Enquanto no Velho Continente o pior parece ter ficado para trás, os números não melhoram no país mais afetado do mundo, os Estados Unidos, que na segunda-feira superou a marca de 130.000 mortes provocadas pelo coronavírus e se aproxima de três milhões de contágios. Há vários dias, a nação contabiliza em média 50.000 novos casos a cada 24 horas.

De acordo com o diretor do Instituto Americano de Doenças Infecciosas, Anthony Fauci, é preciso agir rapidamente para cortar o aumento de casos nas regiões oeste e sul do país, embora o presidente Donald Trump afirme que a crise de saúde está perto do fim.

No Brasil, o segundo país do mundo mais afetado pela COVID-19, com 1,6 milhões de contágios e mais de 65.000 mortes, o presidente Jair Bolsonaro testou positivo para o novo coronavírus. De acordo com a imprensa, Bolsonaro, 65 anos, teria alguns sintomas, como febre.

Desde o início da pandemia, Bolsonaro tem minimizado a gravidade da doença e participado de vários eventos públicos sem máscara, além de criticar as medidas de isolamento implementadas em vários estados e municípios.

Ao mesmo tempo, bares e restaurantes de São Paulo, centro económico do país, voltaram a receber clientes na segunda-feira após mais de 100 dias de quarentena parcial.

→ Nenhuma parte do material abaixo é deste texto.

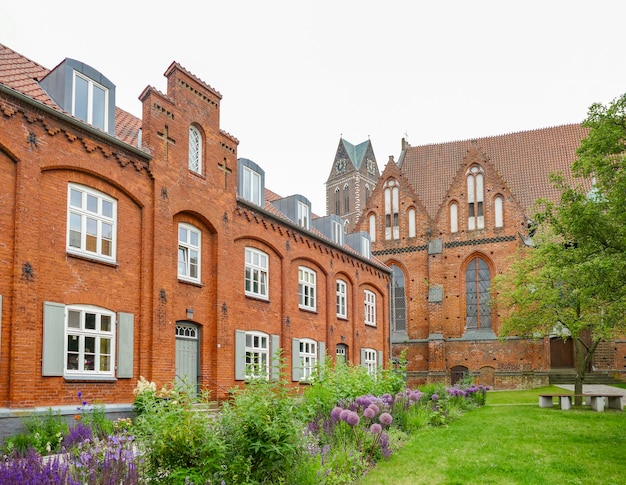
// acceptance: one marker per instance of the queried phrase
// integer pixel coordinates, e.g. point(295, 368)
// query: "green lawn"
point(513, 441)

No México, com mais de 256.000 contágios reportados, o presidente Andrés Manuel López Obrador anunciou que o seu teste de COVID-19 deu negativo, antes de viajar para Washington para uma reunião com Donald Trump.

Pequim não regista novos casos

Nesta terça-feira, pela primeira vez desde o surgimento de um foco de contágios na capital da China em junho, as autoridades de Pequim anunciaram que não se registaram novos casos. No total, 335 pessoas foram infetadas desde o surgimento do foco no mercado atacadista Xinfadi de Pequim.

Também nesta terça-feira, com um mês de atraso devido à COVID-19, 11 milhões de estudantes chineses iniciaram as provas de acesso às universidades, em condições bastante particulares. Basta um acesso de tosse para que o aluno seja retirado da sala de provas.

Na área económica, a Comissão Europeia anunciou as suas previsões, que incluem uma contração de 8,7% da economia na zona do euro em 2020, contra 7,7% nas estimativas de maio, devido aos "riscos excepcionalmente altos" vinculados ao coronavírus e ao Brexit.

A previsão não tem em consideração uma possível "segunda onda" de contágios.

A contração do PIB deve superar 10% este ano na França, Itália e Espanha, as principais economias do bloco depois da Alemanha, que por sua vez deve registar queda de 6,3% em 2020.